Entomologist William Romoser, an Ohio University professor emeritus, presented a research poster claiming to find evidence of life on Mars at an Entomological Society of America conference in St. Louis this week.
Ohio University issued a press release on Romoser's research on Tuesday titled Ohio entomologist: Photos show evidence of life on Mars.
Poster presentations tend to be less formal than peer-reviewed papers published in science journals. Romoser's poster makes some bold claims -- the heart of which is that there is current life on Mars. The entomologist describes "insect-like" and "reptile-like" forms and says it appears Mars "enjoys a surprising abundance of higher life forms."
As evidence, Romoser presents a series of annotated images captured by NASA's Mars rovers. Romoser suggests these show fossilized and extant forms of life, including a reptilian creature preying on an insect-like creature. The images are blurry but seem to show some of the many rocks that litter the Martian landscape.
Pareidolia, the human tendency to "see" recognizable shapes in random patterns, may be the mostly likely explanation here. It's a common phenomenon for some alien enthusiasts who enjoy looking through NASA Mars images for familiar-seeming objects. I've done it myself and found all sorts of "alien faces" in rock formations.
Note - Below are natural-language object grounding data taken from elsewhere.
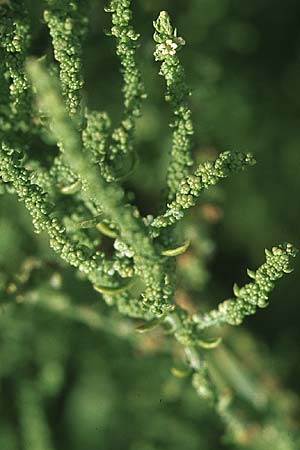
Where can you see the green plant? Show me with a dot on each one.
(77, 195)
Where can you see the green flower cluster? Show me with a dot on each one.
(252, 295)
(167, 46)
(206, 175)
(67, 24)
(77, 197)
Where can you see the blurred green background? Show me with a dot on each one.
(91, 385)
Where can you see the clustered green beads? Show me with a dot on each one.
(252, 295)
(109, 196)
(43, 218)
(14, 41)
(86, 171)
(207, 174)
(95, 135)
(67, 25)
(167, 46)
(133, 87)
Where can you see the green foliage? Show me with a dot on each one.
(75, 173)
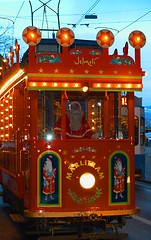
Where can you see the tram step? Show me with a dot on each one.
(89, 236)
(17, 218)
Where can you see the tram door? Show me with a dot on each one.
(24, 167)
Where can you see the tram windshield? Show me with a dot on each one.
(74, 115)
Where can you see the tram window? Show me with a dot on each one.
(118, 115)
(84, 116)
(136, 122)
(142, 131)
(139, 131)
(49, 111)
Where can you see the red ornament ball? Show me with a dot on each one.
(65, 37)
(31, 35)
(137, 39)
(105, 38)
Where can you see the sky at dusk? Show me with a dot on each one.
(121, 17)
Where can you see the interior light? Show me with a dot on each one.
(85, 88)
(49, 137)
(87, 180)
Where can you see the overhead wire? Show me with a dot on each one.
(94, 4)
(133, 22)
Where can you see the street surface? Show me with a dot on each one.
(138, 226)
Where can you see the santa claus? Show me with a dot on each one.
(76, 125)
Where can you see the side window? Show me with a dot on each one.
(118, 115)
(49, 111)
(136, 130)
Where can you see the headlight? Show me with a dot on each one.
(87, 180)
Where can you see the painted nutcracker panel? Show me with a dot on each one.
(119, 175)
(49, 179)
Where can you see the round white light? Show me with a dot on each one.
(49, 137)
(87, 180)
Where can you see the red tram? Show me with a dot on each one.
(67, 131)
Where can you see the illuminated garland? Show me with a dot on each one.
(83, 200)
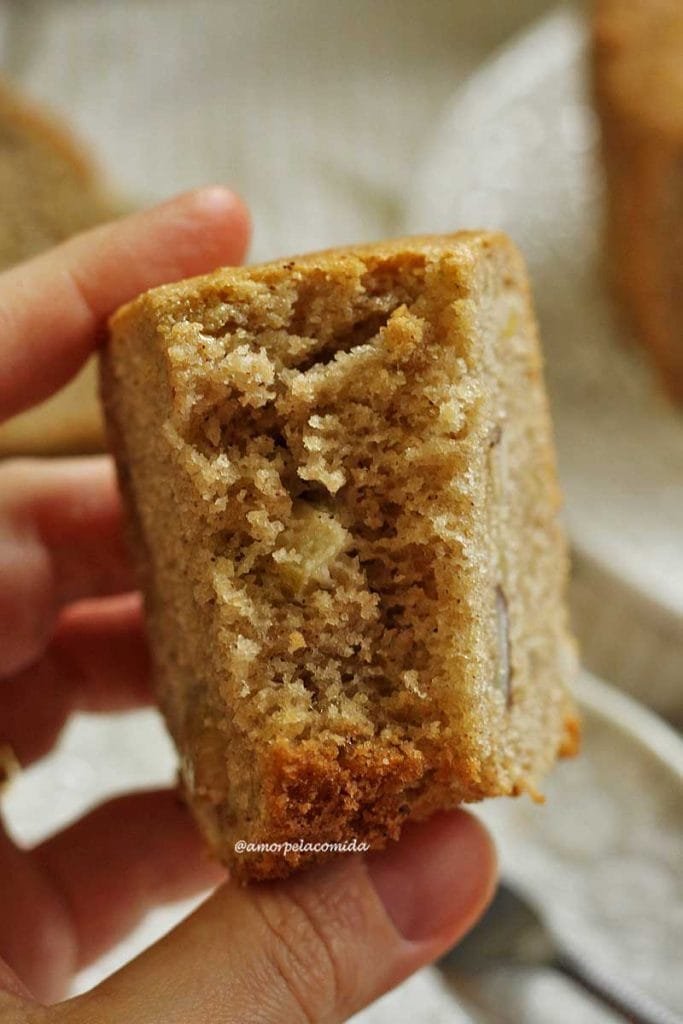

Mars pareidolia can be a fun pastime, but the Ohio University press release lends a sense of legitimacy to Romoser's claims. This isn't Romoser's first foray into fringe concepts related to Mars. He also issued two reports claiming to find evidence of "unidentified aerial phenomena on Mars." He suggested this may mean the presence of intelligent life forms on the barren planet.
NASA's Mars rovers have a long history of exploration, but they have found no evidence of current life. The jury is still out on the possibility of past microbial life. The Mars 2020 rover, set to launch next year, will continue to look into this lingering question.
One thing we know for sure is that NASA hasn't spotted any insects or reptiles on Mars. I have reached out to NASA, Ohio University and outside entomologists for comment.